From the limited experience I have of hearing English spoken by South Africans or even knowing someone is South African (from real life or movies), I find it impossible to really tell when someone is speaking with the accent called South African English (SAE).
I've done some looking up at wikipedia: South African English, a summary of languages there and more in depth, but it's hard to get a real perspective. The latter says:
"Despite the fact that English is recognised as the language of commerce and science, it was spoken by only 8.2% of South Africans at home in 2001"

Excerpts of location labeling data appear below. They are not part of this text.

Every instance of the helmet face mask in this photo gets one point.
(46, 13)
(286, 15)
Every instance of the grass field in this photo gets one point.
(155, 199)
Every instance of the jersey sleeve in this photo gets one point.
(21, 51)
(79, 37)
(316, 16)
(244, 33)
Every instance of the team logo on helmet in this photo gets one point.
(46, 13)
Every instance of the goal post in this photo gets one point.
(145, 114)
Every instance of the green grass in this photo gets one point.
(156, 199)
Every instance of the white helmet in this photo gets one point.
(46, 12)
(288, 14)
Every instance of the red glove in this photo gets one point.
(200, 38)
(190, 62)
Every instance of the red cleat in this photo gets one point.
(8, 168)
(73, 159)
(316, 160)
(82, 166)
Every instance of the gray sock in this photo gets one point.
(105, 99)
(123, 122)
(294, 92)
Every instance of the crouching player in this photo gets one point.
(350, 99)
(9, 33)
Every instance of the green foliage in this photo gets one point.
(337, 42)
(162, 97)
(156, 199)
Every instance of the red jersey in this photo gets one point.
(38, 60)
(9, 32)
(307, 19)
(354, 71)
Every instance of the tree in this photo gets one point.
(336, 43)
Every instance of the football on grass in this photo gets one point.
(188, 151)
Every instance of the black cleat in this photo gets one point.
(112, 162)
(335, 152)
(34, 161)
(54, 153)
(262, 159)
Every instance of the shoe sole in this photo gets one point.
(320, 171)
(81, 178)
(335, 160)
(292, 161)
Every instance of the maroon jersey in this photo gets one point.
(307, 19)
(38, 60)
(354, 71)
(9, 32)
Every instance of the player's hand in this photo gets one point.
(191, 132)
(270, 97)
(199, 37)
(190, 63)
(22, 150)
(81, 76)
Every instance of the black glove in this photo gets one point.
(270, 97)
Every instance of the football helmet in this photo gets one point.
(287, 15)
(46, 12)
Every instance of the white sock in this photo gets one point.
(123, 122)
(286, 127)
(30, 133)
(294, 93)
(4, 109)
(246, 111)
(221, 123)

I expected (as is borne out by that page), that the great majority speak a native African language (Zulu, Xhosa, Sotho, Tswana, etc.) but I expected a bit more parity (not knowing history well otherwise) between the two colonial languages. But Afrikaans has only 13% speakers, and English only 8% (percentages are for first at-home language not including 2nd languages).

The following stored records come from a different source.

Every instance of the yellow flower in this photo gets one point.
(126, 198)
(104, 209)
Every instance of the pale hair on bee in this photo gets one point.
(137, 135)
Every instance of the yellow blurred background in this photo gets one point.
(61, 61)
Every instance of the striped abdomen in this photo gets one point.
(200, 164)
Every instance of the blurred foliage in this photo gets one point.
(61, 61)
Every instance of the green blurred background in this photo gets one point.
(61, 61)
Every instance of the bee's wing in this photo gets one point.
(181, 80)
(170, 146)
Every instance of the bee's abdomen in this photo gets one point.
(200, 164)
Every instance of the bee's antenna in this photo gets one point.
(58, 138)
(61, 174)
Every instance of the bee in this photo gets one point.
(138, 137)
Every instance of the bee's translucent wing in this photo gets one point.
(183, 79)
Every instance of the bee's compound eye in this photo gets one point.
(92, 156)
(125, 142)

English, the country's lingua franca, is the language of business, politics, and modern communication media, but ranks sixth in home usage.

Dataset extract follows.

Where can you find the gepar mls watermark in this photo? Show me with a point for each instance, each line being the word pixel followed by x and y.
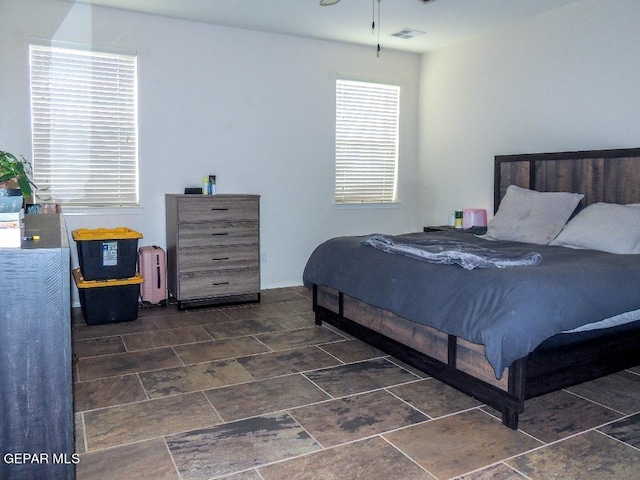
pixel 31 458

With that context in mind, what is the SAE accent? Who speaks with that accent? Presumably the descendents of English colonists speak that.
Rather the question I have is, do Afrikaners speak SAE accentless, or is there an Afrikaner accent in SAE, different from a Brit speaking SAE?
That is, did Pieter Botha or F. W. de Klerk the guy in the District 9 movie or Matt Damon in Invictus, did all these people speak SAE with the recognized average SAE accent, or did they speak it with an Afrikaner accent (since they are all Afrikaners at least by name)? My expectation is that Afrikaners and native Africans speak with English with something slightly different than an Anglo SAE accent.